Il tema del credito alle imprese, e in particolare alle Pmi, è stato toccato nei giorni scorsi anche dal governatore della Banca d’Italia, Ignazio Visco, nel suo intervento del 18 febbraio al Congresso di Assiom Forex: le banche devono concedere Più prestiti alle imprese.
Crescita economica
È interessante notare come sia Monti sia Visco spingono sugli stessi concetti: dopo il rigore, deve decollare la fase della crescita, con politiche economiche che, anche attraverso le riforme, rappresentino uno stimolo in questo senso e sforzi, da parte di tutti i segmenti di mercato, per favorire la competitività delle imprese. E questa fase di crescita non deve riguardare solo l’Italia, ma l’intera Europa.

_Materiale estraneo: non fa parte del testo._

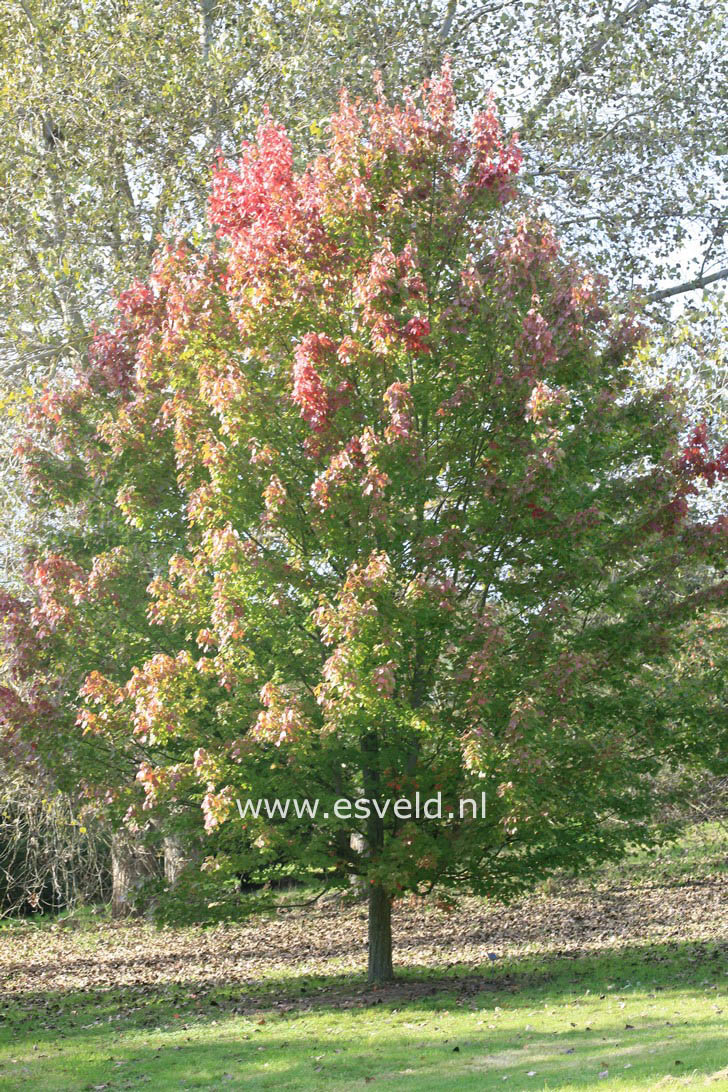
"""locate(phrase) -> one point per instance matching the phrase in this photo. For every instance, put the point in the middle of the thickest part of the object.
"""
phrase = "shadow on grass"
(310, 1032)
(559, 973)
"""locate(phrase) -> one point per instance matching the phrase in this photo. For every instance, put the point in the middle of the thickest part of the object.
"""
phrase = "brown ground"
(329, 940)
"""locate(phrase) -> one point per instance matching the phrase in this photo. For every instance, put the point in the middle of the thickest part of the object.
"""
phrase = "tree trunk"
(179, 853)
(380, 936)
(131, 864)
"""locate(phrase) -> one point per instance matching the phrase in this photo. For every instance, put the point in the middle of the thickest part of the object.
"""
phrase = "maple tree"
(413, 526)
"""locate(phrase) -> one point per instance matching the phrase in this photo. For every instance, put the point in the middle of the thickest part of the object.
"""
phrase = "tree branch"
(678, 289)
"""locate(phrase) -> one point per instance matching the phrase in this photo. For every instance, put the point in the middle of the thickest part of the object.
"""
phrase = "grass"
(632, 1013)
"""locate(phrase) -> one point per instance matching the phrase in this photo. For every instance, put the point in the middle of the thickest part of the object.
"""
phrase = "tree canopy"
(415, 525)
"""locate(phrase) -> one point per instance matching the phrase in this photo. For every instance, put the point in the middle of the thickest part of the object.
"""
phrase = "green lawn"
(624, 1012)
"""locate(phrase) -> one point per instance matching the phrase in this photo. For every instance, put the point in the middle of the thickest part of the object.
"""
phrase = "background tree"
(111, 113)
(438, 537)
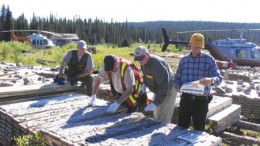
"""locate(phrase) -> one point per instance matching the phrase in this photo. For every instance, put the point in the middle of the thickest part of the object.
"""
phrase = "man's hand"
(92, 100)
(206, 81)
(150, 107)
(73, 80)
(113, 107)
(143, 89)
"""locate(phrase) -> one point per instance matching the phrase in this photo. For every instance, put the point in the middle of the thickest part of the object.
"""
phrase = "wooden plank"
(248, 125)
(240, 139)
(35, 90)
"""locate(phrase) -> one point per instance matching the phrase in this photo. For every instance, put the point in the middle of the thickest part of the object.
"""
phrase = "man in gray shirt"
(80, 66)
(158, 77)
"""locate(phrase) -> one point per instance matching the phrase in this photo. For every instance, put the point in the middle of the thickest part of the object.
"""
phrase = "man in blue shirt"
(196, 66)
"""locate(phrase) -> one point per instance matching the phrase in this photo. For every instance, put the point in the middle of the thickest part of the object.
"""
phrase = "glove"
(143, 89)
(73, 80)
(60, 82)
(113, 107)
(93, 100)
(150, 107)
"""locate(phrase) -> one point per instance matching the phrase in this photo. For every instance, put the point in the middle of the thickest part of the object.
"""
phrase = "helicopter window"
(45, 42)
(34, 42)
(241, 53)
(255, 54)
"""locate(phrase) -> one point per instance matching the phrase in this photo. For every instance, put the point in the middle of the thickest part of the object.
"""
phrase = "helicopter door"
(255, 54)
(241, 53)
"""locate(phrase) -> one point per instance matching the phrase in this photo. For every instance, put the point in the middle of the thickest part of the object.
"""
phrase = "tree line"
(96, 31)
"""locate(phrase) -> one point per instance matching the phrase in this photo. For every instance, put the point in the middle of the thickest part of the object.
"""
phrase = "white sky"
(140, 10)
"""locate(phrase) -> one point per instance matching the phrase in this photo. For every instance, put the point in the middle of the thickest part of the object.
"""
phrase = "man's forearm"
(86, 73)
(96, 84)
(125, 95)
(62, 66)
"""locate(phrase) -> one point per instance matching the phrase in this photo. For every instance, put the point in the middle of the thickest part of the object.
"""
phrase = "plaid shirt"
(195, 68)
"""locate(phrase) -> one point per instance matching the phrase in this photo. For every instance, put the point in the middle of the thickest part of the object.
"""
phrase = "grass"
(18, 52)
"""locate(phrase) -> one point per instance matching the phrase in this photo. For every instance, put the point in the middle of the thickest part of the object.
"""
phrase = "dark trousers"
(88, 82)
(195, 109)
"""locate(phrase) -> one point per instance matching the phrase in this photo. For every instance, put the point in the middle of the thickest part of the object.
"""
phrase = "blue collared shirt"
(195, 68)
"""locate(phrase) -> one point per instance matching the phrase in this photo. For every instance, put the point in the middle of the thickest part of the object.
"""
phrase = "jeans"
(195, 109)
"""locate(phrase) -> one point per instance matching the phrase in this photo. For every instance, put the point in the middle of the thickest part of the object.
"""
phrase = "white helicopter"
(236, 50)
(37, 40)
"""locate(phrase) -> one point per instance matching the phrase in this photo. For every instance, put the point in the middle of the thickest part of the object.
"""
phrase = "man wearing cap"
(80, 66)
(201, 67)
(158, 77)
(125, 82)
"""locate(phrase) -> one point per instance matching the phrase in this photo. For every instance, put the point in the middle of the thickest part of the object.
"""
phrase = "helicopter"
(238, 50)
(36, 39)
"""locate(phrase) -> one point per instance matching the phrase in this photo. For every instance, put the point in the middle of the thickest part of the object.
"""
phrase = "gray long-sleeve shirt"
(158, 77)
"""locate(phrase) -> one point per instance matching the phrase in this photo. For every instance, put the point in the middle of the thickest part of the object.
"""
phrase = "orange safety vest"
(131, 101)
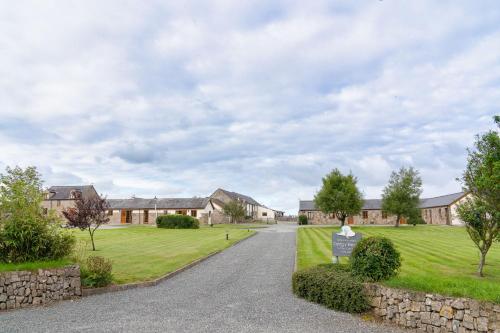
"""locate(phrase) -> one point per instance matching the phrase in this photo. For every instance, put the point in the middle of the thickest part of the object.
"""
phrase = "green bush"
(375, 259)
(333, 286)
(33, 238)
(177, 222)
(97, 272)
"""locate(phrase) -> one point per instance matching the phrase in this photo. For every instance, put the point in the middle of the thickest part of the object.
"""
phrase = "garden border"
(120, 287)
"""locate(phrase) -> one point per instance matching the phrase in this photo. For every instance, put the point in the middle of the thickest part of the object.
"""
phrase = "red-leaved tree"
(89, 214)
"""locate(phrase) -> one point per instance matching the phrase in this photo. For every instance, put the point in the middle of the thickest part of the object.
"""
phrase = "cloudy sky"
(177, 99)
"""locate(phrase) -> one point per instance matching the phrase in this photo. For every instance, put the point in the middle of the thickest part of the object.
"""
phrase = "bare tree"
(89, 214)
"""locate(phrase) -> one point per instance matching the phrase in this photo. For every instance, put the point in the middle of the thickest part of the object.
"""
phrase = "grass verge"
(144, 253)
(436, 259)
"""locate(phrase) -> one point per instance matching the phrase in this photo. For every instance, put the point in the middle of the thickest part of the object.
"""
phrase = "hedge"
(333, 286)
(177, 222)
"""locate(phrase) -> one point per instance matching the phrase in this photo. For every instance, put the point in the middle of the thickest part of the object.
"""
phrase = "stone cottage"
(437, 210)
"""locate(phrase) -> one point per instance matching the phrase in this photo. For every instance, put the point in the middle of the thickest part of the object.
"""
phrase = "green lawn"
(435, 259)
(144, 253)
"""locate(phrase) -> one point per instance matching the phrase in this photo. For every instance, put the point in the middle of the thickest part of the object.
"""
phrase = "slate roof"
(236, 196)
(367, 204)
(64, 192)
(374, 204)
(161, 203)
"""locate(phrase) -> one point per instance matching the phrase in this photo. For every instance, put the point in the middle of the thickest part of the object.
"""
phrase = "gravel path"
(247, 288)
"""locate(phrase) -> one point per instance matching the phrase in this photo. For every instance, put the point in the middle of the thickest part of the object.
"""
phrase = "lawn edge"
(120, 287)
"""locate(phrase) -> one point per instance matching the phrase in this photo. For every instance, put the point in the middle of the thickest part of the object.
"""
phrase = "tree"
(26, 234)
(234, 210)
(401, 196)
(480, 212)
(339, 195)
(21, 192)
(89, 213)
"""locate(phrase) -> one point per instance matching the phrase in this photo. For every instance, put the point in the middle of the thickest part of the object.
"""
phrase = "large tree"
(339, 195)
(234, 210)
(401, 196)
(89, 213)
(481, 210)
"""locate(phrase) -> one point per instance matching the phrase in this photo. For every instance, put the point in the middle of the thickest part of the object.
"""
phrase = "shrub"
(177, 222)
(375, 259)
(97, 272)
(32, 238)
(333, 286)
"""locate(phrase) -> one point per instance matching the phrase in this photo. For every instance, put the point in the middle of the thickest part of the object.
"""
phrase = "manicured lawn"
(33, 266)
(435, 259)
(145, 253)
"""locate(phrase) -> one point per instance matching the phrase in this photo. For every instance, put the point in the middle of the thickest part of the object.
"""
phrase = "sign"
(342, 246)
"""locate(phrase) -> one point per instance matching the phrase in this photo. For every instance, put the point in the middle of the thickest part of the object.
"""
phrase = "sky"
(179, 98)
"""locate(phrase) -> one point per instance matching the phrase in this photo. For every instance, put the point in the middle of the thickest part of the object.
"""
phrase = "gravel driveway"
(247, 288)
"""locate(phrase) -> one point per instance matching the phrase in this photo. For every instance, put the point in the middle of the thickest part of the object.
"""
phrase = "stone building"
(438, 210)
(145, 211)
(59, 198)
(222, 197)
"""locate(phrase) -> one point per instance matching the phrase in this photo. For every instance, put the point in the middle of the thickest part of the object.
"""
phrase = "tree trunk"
(92, 239)
(481, 264)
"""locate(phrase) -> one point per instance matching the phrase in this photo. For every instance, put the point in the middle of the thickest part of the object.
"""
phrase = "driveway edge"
(113, 288)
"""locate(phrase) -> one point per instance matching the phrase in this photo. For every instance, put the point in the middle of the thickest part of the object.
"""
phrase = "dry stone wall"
(24, 288)
(433, 313)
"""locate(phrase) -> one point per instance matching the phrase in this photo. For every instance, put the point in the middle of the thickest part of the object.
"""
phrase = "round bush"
(177, 222)
(97, 272)
(375, 259)
(331, 285)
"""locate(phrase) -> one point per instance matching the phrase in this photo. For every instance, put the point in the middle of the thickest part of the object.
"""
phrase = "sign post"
(343, 243)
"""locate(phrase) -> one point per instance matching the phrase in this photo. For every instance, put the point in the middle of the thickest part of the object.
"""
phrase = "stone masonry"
(25, 288)
(433, 313)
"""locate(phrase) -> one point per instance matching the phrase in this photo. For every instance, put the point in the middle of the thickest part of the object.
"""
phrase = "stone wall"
(25, 288)
(433, 313)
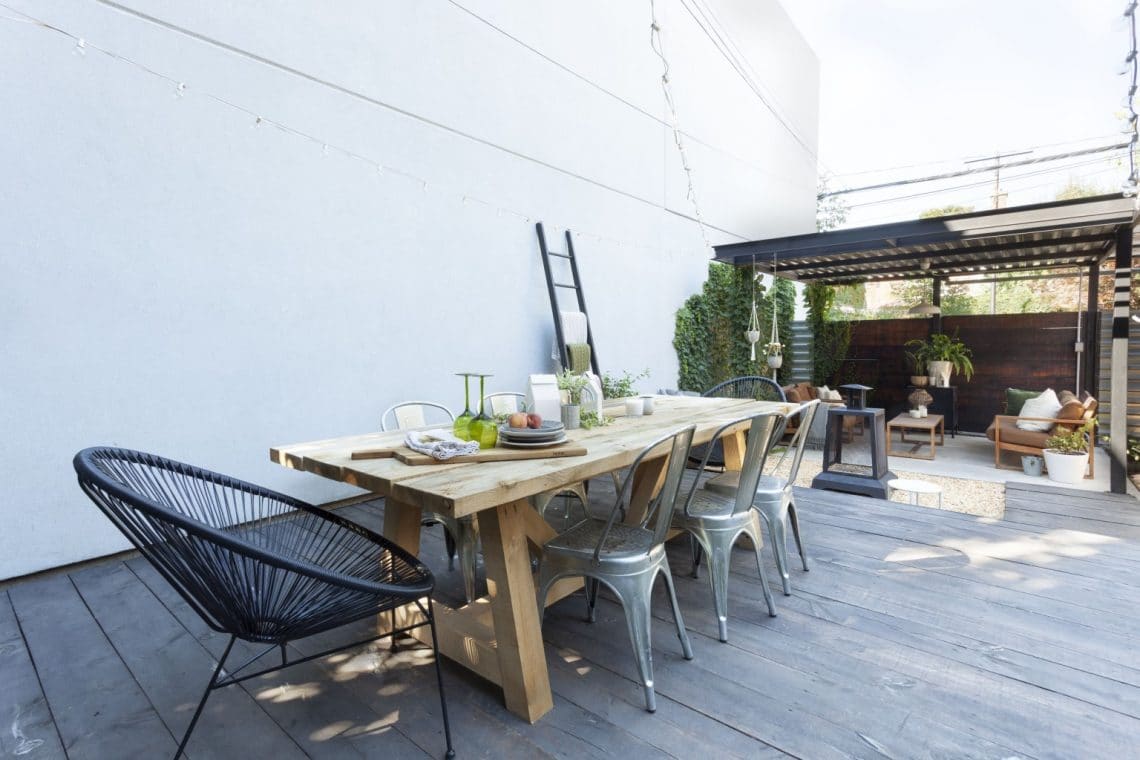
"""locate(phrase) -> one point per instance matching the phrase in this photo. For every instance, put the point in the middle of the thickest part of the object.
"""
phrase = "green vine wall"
(709, 333)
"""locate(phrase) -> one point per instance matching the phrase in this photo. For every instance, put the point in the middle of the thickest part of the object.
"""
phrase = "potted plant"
(1067, 454)
(943, 354)
(572, 384)
(774, 352)
(917, 365)
(620, 386)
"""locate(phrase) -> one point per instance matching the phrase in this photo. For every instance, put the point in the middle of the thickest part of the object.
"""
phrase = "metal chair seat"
(620, 544)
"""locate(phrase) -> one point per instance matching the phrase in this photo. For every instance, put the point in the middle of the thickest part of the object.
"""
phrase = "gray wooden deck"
(917, 634)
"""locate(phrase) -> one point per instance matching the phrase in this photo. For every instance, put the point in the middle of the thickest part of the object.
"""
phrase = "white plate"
(534, 444)
(547, 430)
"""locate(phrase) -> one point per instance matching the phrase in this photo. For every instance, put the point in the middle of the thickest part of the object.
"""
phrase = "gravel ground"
(970, 497)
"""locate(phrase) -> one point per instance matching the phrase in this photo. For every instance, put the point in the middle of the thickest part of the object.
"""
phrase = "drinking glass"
(483, 427)
(463, 422)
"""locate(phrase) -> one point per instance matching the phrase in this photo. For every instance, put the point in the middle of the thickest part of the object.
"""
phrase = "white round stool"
(915, 487)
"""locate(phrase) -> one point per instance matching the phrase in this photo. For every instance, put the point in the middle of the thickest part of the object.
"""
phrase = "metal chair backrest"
(408, 415)
(504, 403)
(806, 414)
(659, 514)
(764, 431)
(749, 386)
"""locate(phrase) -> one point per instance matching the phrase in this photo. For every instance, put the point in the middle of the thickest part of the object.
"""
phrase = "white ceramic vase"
(1066, 467)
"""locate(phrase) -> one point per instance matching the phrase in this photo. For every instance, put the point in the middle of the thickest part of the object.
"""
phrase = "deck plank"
(29, 729)
(99, 709)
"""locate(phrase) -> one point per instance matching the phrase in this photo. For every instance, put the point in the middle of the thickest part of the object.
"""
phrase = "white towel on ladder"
(573, 331)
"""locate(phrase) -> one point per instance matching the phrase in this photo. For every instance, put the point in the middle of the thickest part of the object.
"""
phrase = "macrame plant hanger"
(754, 321)
(774, 351)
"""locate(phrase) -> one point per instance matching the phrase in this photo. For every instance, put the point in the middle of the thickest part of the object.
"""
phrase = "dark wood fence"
(1023, 351)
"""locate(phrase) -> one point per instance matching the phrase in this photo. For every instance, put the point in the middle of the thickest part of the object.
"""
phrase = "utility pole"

E qui c’è stato da parte del premier anche un annuncio: l’Italia si presenterà al summit UE del primo marzo con una lettera con una serie di indicazioni concrete finalizzate alla crescita europea. Lettera indirizzata ai presidenti della Commissione di Bruxelles, Jose Manuel Barroso, e del Consiglio europeo, Herman Van Rompuy, e firmata da una gruppetto di paesi, non solo di Eurolandia (fra l’altro, Monti ha specificato che l’Italia identifica «in alcuni Paesi, anche fuori dall’Europa, partner con propensione alla crescita dei mercati che in parte la nostra Italia ha e che dovrebbe avere sempre di più»). Monti non ha fornito particolari sui paesi firmatari, limitandosi a dire che non dovrebbero esserci Francia e Germania.
Secondo indiscrezioni di stampa, la lettera sarebbe firmata da Gran Bretagna, Olanda, Svezia, Spagna, Polonia, Repubblica Ceca, Slovenia, Lituania, Lettonia, Estonia e Irlanda.
Monti ha anche spiegato a chiare lettere che le manovre del 2011 restano sufficienti a garantire l’impegno italiano sul fronte dei conti pubblici, pur in questa fase di recessione (niente manovre aggiuntive in vista).
E non si è sottratto nemmeno ai temi più caldi del momento, quelli relativi al dibattito sulla riforma del lavoro. Sulla linea di quanto già dichiarato in passato dal ministro Elsa Fornero, il premier ha auspicato un accordo con le parti sociali, e anzi si è dichiarato fiducioso su questo, ma ha anche insistito sull’intenzione dell’esecutivo di arrivare a presentare la riforma nei tempi previsti, ovvero entro la fine di marzo, eventualmente anche senza l’accordo delle parti sociali.